My
unkempt thoughts are belligerently occupying my mind. Never have I ever looked
at language and linguistics in such a perplex manner. David Malouf once said,
even the simplest languages are composed of a complex system of silence and
sound. Despite the renowned beliefs, the value of a language can never be
accumulated through materialistic means. Thousands of generations of your
ancestry live upon the tip of your tongue. When your tongue is alive, your culture
and heritage becomes indefatigable, for your words act as a shield to all interlopers.
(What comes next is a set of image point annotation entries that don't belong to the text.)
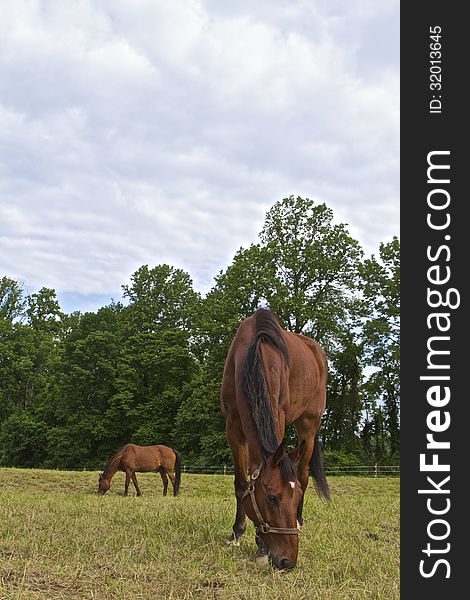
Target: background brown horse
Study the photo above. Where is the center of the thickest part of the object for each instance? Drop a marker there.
(142, 459)
(273, 378)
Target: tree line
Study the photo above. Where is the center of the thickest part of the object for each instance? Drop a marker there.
(147, 369)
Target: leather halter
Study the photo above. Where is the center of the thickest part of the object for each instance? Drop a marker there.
(264, 527)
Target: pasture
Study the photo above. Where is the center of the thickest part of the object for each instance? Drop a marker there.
(59, 539)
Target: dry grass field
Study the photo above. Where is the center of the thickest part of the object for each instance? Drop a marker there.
(59, 540)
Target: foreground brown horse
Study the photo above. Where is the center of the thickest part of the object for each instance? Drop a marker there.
(142, 459)
(273, 378)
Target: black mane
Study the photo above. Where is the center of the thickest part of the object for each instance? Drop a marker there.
(268, 330)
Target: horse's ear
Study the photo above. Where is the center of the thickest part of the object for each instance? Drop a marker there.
(296, 454)
(277, 456)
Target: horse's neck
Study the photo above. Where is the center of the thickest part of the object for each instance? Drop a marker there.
(112, 468)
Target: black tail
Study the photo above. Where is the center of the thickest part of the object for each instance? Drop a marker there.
(318, 471)
(177, 473)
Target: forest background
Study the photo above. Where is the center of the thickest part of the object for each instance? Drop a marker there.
(147, 368)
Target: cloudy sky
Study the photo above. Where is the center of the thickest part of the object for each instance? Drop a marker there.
(145, 131)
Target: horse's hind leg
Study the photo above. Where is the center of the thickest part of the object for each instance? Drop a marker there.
(126, 485)
(165, 480)
(136, 485)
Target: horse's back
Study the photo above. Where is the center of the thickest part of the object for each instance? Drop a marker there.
(308, 372)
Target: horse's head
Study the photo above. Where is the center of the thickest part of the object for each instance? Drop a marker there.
(271, 502)
(103, 485)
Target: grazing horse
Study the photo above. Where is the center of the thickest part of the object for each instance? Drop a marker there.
(142, 459)
(273, 378)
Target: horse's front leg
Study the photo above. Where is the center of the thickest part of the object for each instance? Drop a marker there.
(136, 485)
(240, 463)
(306, 429)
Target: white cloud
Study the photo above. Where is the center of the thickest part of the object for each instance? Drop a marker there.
(144, 131)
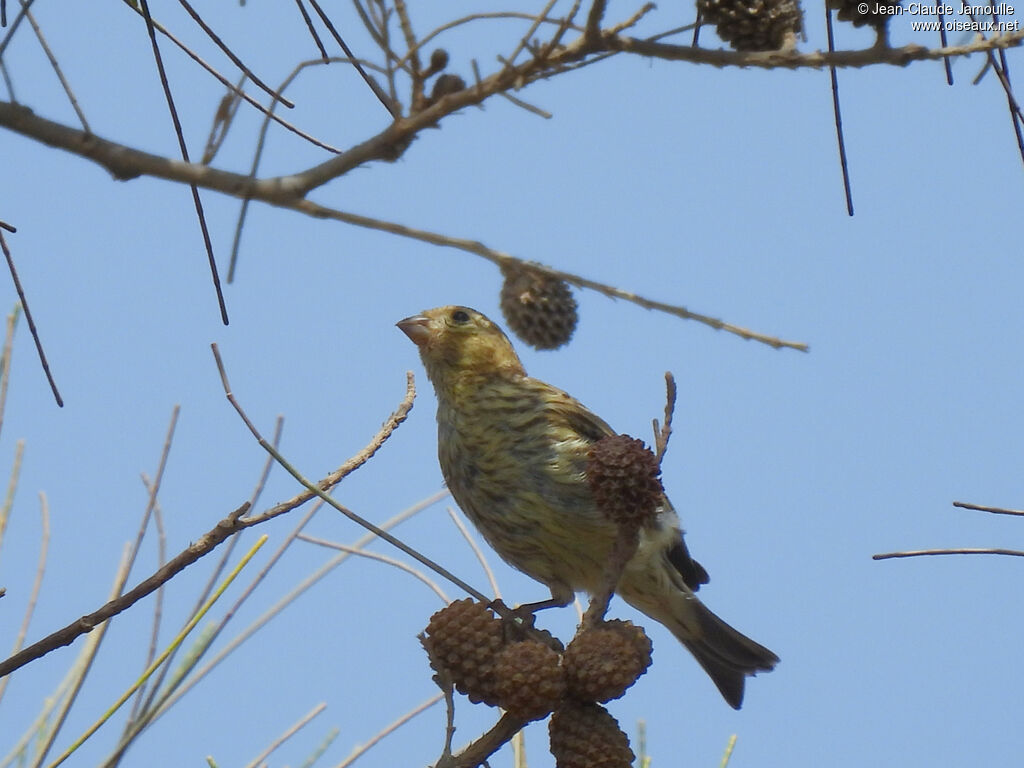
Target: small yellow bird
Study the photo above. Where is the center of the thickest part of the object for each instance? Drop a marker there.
(513, 452)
One should take pride when they spit in their tongue. One should take pride in
its lexis, its vowels and its ineffable patterns of silence and sound. There is
only so much interlopers could do, often times it is your mind that betrays
you. Your mind may try and kill your tongue; this is the story of two organs
that have failed to live in coexistence.
If
you do so much as to learn your language and cherish it, it will provide you
with remuneration, an endless cornucopia of knowledge and wisdom. If you treat
your language irreverently, you will wholly loose yourself. You will find
yourself unable to fully equate with any other system of linguistics.
It
is every individual’s moral duty to rigorously hold onto their mother tongue to
honor their ancestors, despite the potential repercussions of colonialism and
bilingualism. Leading previously acquired knowledge into demise has an
exceedingly pernicious impact on human evolution.